- Bhaguwal Location in Punjab, India Bhaguwal Bhaguwal (India)
- Coordinates: 31°25′00″N 75°12′25″E﻿ / ﻿31.416782°N 75.207064°E
- Country: India
- State: Punjab
- District: Kapurthala

Government
- • Type: Panchayati raj (India)
- • Body: Gram panchayat

Population (2011)
- • Total: 575
- Sex ratio 292/283♂/♀

Languages
- • Official: Punjabi
- • Other spoken: Hindi
- Time zone: UTC+5:30 (IST)
- PIN: 144804
- Telephone code: 01822
- ISO 3166 code: IN-PB
- Vehicle registration: PB-09
- Website: kapurthala.gov.in

= Bhaguwal =

Bhaguwal is a village in Kapurthala district of Punjab State, India. It is located 22 km from Kapurthala, which is both district and sub-district headquarters of Bhaguwal. The village is administrated by a Sarpanch, who is an elected representative.

== Demography ==
According to the report published by Census India in 2011, Bhaguwal has a total number of 103 houses and population of 575 of which include 292 males and 283 females.

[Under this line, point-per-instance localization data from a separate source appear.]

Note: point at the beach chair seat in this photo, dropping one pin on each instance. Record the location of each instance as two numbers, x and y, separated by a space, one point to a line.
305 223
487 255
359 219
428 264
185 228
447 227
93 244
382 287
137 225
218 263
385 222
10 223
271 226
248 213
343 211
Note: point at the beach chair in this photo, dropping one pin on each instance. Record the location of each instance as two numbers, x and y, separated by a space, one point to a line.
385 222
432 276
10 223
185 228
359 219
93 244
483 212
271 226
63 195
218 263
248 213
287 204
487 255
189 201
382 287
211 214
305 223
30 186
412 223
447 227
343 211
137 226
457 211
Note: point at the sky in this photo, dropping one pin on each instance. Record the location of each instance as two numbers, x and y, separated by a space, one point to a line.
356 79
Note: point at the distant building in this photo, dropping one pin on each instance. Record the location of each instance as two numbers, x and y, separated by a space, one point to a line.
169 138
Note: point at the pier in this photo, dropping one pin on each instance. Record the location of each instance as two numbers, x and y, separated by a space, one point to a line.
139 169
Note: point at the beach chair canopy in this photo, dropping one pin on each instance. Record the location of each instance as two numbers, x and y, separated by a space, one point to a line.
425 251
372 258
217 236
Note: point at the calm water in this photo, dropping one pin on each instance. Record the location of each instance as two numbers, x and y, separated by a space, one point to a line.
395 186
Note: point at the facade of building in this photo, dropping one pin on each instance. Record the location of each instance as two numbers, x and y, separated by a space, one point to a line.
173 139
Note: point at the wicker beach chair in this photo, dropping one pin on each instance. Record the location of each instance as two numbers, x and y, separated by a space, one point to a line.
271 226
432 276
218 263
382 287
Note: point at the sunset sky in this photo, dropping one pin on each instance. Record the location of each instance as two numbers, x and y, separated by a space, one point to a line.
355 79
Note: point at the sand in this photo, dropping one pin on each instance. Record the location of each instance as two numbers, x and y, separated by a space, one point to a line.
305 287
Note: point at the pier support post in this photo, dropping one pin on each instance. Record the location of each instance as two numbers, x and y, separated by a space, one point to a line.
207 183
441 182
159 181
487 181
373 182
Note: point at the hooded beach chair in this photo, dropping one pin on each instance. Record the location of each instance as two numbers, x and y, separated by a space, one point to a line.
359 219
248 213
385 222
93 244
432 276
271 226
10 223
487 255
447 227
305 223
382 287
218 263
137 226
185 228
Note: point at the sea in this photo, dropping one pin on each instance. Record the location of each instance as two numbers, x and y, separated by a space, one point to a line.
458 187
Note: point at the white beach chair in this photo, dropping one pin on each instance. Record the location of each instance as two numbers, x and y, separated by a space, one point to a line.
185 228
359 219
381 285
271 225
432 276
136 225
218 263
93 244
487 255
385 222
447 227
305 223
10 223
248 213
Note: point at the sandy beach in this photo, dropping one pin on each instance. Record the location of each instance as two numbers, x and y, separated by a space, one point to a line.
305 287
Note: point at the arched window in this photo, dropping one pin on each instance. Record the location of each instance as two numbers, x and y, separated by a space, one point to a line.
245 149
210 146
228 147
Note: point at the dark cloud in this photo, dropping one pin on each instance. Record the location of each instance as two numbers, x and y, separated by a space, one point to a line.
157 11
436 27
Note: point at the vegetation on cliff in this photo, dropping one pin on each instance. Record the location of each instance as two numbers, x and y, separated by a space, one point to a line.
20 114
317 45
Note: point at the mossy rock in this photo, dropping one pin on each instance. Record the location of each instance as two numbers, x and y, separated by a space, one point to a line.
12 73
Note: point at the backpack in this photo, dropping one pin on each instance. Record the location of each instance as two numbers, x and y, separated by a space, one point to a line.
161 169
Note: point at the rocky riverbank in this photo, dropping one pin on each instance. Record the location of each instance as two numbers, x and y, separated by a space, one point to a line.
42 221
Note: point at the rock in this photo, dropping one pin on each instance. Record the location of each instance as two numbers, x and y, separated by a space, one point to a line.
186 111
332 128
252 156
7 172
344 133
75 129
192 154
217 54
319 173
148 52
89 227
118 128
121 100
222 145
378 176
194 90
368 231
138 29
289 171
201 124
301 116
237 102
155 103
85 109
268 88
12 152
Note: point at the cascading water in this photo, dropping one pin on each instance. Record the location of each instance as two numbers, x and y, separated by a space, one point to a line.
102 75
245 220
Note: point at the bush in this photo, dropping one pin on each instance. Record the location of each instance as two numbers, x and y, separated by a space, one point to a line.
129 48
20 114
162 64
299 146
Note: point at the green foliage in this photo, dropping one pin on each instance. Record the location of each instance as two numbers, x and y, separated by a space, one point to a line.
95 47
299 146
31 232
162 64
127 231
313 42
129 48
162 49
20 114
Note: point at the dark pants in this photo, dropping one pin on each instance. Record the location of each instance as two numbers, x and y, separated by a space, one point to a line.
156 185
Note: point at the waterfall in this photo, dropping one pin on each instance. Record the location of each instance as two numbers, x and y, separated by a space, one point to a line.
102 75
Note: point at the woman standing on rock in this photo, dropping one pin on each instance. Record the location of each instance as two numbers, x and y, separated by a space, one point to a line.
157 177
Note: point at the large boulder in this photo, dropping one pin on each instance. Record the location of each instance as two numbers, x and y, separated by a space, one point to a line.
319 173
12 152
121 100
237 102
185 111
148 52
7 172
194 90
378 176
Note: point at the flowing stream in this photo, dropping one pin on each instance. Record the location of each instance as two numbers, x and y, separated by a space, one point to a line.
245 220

Literacy rate of Bhaguwal is 56.43%, lower than state average of 75.84%. The population of children under the age of 6 years is 93 which is 16.17% of total population of Bhaguwal, and child sex ratio is approximately 1214, higher than state average of 846.

== Population data ==

| Particulars | Total | Male | Female |
|---|---|---|---|
| Total No. of Houses | 103 | - | - |
| Population | 575 | 292 | 283 |
| Child (0–6) | 93 | 42 | 51 |
| Schedule Caste | 575 | 292 | 283 |
| Schedule Tribe | 0 | 0 | 0 |
| Literacy | 56.43 % | 66.80 % | 45.26 % |
| Total Workers | 179 | 167 | 12 |
| Main Worker | 179 | 0 | 0 |
| Marginal Worker | 0 | 0 | 0 |

==Air travel connectivity==
The closest airport to the village is Sri Guru Ram Dass Jee International Airport.